Squint hard enough, and you can see the traces of interesting ideas lodged inside this turd. Patch occasionally does have a desire to listen to the sick, his “treatments” taking the form of a simulation of the patient’s desires. An older woman confesses her wish to take a bath in a pool of noodles, so later, when she refuses to eat Patch buys an inflatable pool and a bunch of pasta – you get the idea. A better movie could’ve delved into the ensuing questions: what good are our fantasies in the face of death? Do they have any power to heal? If art can supply a constructed reality to those who desperately want to escape their own, what are the obligations of the artist?
Patch Adams doesn’t have its shit together enough to actually challenge its viewers with these themes; I’m not endorsing this reading of the film, just imagining a version of this story could be interpreted along these lines. But if Patch is a prodigy who effortlessly connects with people, his roommate Mitch (Philip Seymour Hoffman) is his equally annoying foil. Mitch came to med school to learn how to be a doctor just like his daddy. His pretentious presence can suck the air out of a room before Patch can waste his breath on an unfunny joke. You may wind up wishing both these characters would suffocate.

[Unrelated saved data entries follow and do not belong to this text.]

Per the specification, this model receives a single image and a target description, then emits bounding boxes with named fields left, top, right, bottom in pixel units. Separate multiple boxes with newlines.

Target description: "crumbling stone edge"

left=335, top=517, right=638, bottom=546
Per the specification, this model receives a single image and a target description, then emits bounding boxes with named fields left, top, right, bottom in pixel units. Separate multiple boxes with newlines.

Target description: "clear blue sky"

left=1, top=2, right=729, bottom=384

I’ve never seen Robin Williams so misdirected and misused.
There’s not much to be said about Mitch or Hoffman’s performance – like everybody here, he’s got more in common with a telephone pole than a real person. But credit where it’s due: Hoffman could’ve really sabotaged this thing by making Mitch a likeable alternative to Patch. By the time he appeared, I was looking for any other character to identify with, but Hoffman makes him so pompous that Mitch just sucks. Patch Adams needs Mitch to come around on Patch in the third act, and had Hoffman made Mitch even the slightest bit friendly or affable, you wouldn’t believe he needed Patch’s help.

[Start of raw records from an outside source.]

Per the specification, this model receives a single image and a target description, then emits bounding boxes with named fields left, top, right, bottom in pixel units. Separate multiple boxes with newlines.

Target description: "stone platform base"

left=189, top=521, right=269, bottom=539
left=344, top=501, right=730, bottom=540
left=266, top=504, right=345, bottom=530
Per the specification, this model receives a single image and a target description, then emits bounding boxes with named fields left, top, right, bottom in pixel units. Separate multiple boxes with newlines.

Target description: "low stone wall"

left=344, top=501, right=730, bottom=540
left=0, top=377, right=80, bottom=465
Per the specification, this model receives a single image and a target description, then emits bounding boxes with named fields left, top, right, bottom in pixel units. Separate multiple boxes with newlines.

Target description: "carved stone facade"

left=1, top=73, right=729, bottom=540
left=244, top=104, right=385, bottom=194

By the way, that third act is where the bullshit is most pungent – even if Patch and his ideology weren’t trash, this would still be a very badly constructed movie. You see, one of Patch’s peers is Carin (Monica Potter). From the moment he starts staring at her across a crowded lecture hall, Patch becomes obsessed, berating Carin and demanding that she think he’s oh-so-charming and hilarious. Now, this is romance! But no sooner has Carin given into Patch’s unrelenting advances than she’s abruptly murdered. Her death serves no purpose but to motivate our hero.

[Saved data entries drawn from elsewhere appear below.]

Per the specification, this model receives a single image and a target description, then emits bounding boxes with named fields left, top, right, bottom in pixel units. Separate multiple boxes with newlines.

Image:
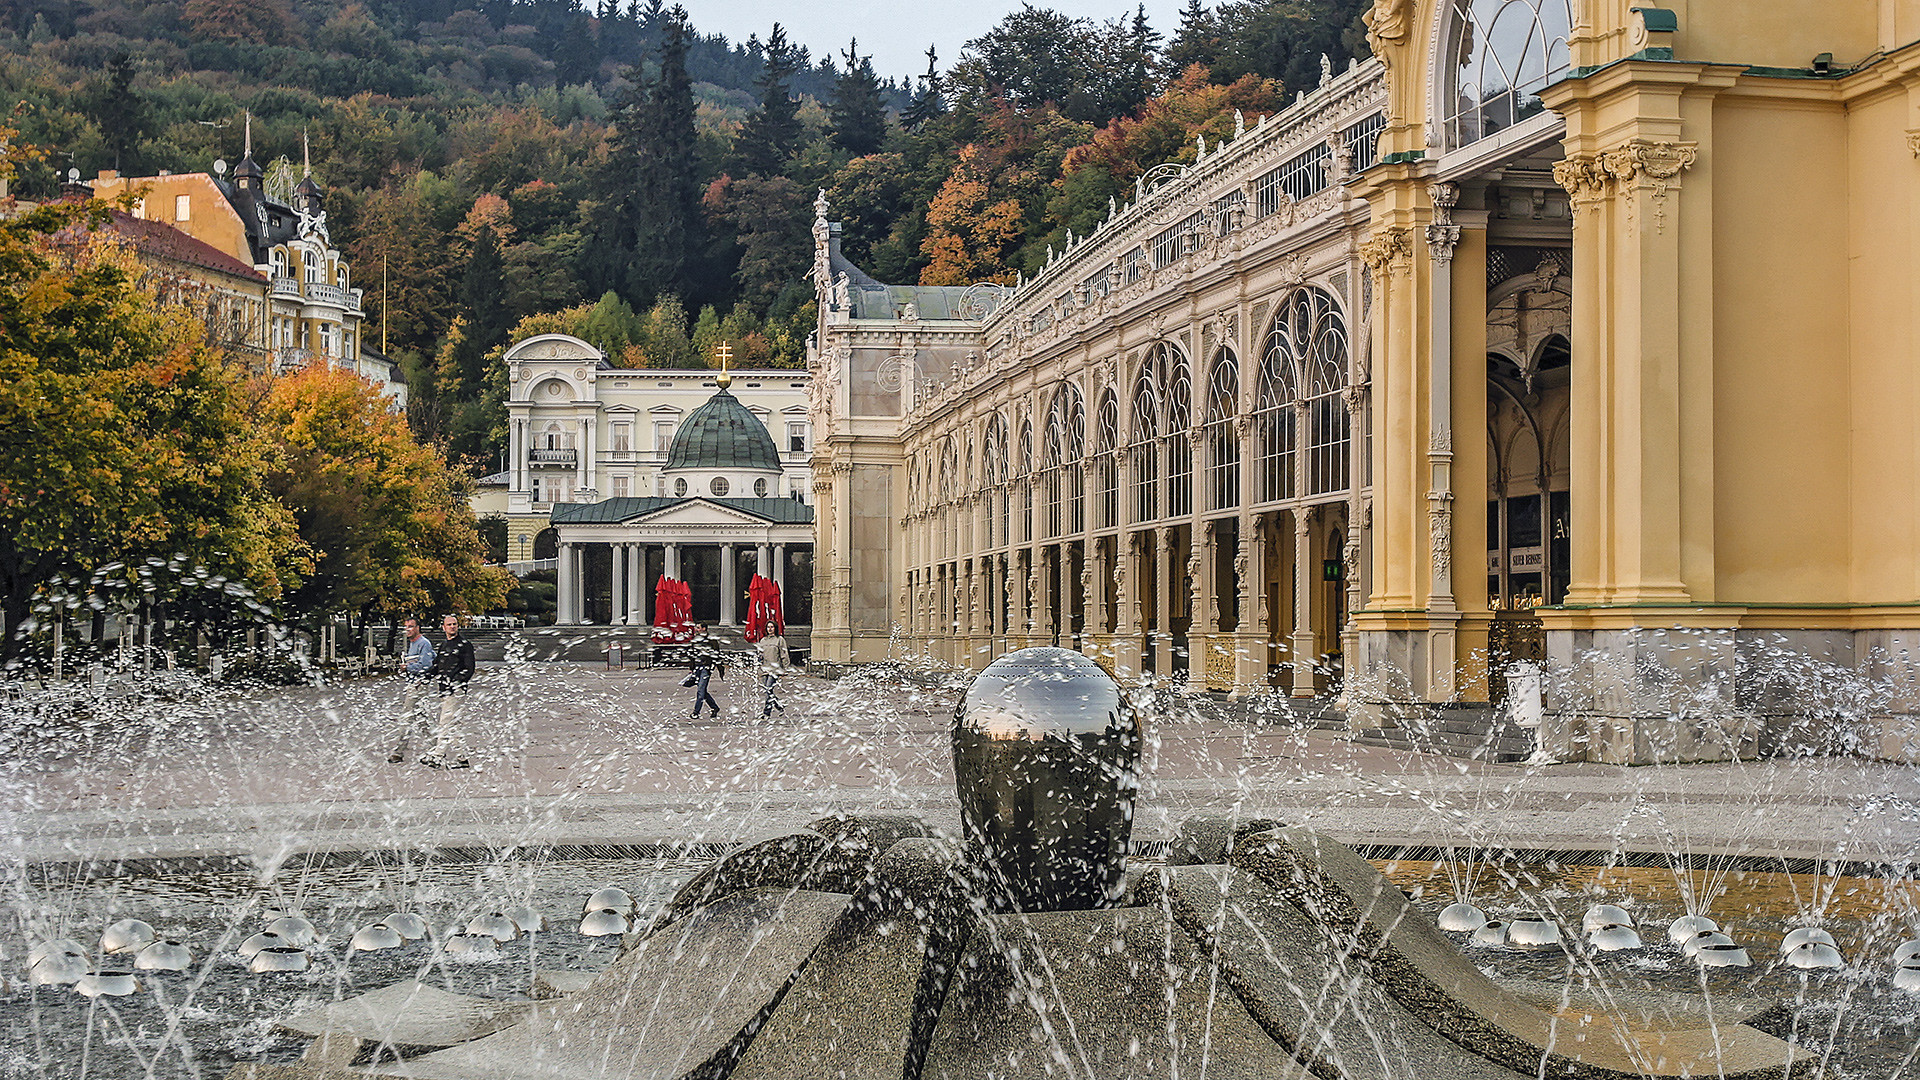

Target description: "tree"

left=1163, top=0, right=1221, bottom=78
left=828, top=40, right=889, bottom=157
left=735, top=24, right=803, bottom=176
left=703, top=174, right=811, bottom=309
left=90, top=53, right=149, bottom=173
left=0, top=198, right=303, bottom=657
left=902, top=46, right=946, bottom=131
left=261, top=362, right=509, bottom=624
left=181, top=0, right=299, bottom=45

Patch’s bullshit is tested in the face of this stupid, poorly-written tragedy, but nevertheless he persists. Things culminate in a courtroom scene, and as Roger Ebert put it in his review of the film, “Any screenwriter who uses a courtroom scene in a non-legal movie is not only desperate for a third act, but didn’t have a second act that led anywhere” (funny, this applies to Scent of a Woman as well). A happy ending is sure to follow – for everyone except Carin, who seems forgotten as Patch prances off into the sunset.
Patch Adams isn’t just the worst movie I’ve seen for P.S.H. I Love You (taking that honor from Cold Mountain), it’s one of the worst movies I’ve ever encountered. Its false inspiration lands with a hollow thud, far more likely to enrage than uplift. It stands as an insult to anyone who has ever suffered. Thanks to his work on The Talented Mr. Ripley, Flawless, and his collaborations with Paul Thomas Anderson, by the late nineties Hoffman didn’t have to take every part he was offered. His career could afford to leave movies like this behind – that is, movies that are completely full of shit.